Just joined to say hello.

I have a Gaggia Classic that I have started modifying - steam wand, pressure etc. Next on the list is the PID thermostat mod!


----------



## GCGlasgow (Jul 27, 2014)

Welcome J-B, Classic is a good machine to get you up and running and also to modify, a member on her Mr Shades sells PID kits which make a considerable difference.


----------



## timmyjj21 (May 10, 2015)

Welcome! This forum helped me add a PID and shot timer to my Classic, then on to an IMS screen and brass dispersion plate.

I just installed a preheater box onto the flat of the surface of the boiler, and am working on volumetric dosing too!

There is plenty of fun to be had with a Classic.


----------



## J-B (Dec 18, 2015)

GCGlasgow said:


> Welcome J-B, Classic is a good machine to get you up and running and also to modify, a member on her Mr Shades sells PID kits which make a considerable difference.

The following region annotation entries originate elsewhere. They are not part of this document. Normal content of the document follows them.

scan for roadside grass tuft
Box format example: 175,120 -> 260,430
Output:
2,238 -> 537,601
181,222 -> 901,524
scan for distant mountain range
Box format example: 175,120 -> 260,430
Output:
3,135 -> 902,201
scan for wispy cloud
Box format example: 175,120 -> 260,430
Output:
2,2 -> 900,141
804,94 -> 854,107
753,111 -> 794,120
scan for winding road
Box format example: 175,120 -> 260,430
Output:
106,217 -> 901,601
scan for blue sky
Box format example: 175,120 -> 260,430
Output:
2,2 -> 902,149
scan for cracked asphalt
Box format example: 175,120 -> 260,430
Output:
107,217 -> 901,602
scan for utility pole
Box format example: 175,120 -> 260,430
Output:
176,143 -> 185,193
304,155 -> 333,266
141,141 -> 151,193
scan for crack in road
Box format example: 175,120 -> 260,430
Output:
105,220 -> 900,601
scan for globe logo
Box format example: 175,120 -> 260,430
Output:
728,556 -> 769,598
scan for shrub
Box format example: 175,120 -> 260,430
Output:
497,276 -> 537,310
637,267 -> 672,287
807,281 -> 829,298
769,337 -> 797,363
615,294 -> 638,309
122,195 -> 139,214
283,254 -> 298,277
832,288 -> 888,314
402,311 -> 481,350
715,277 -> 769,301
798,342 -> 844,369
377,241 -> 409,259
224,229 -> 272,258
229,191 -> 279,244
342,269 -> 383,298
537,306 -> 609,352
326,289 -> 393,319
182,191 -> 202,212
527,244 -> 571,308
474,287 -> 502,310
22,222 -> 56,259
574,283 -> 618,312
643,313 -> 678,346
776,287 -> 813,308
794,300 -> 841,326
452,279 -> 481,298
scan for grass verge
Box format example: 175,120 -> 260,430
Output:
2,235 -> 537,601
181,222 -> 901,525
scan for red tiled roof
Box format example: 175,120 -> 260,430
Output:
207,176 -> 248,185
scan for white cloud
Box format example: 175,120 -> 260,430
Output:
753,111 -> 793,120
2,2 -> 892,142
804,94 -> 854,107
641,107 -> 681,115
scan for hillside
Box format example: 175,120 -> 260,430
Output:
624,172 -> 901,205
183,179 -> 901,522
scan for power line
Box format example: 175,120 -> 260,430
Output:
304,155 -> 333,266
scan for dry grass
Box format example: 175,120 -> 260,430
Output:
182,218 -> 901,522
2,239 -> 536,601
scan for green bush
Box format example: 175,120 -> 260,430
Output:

Thanks, had seen them already, but will possibly just buy the case and put my own kit together.


----------



## J-B (Dec 18, 2015)

timmyjj21 said:


> Welcome! This forum helped me add a PID and shot timer to my Classic, then on to an IMS screen and brass dispersion plate.
> 
> I just installed a preheater box onto the flat of the surface of the boiler, and am working on volumetric dosing too!
> 
> There is plenty of fun to be had with a Classic.


I was planning on similar in due course!


----------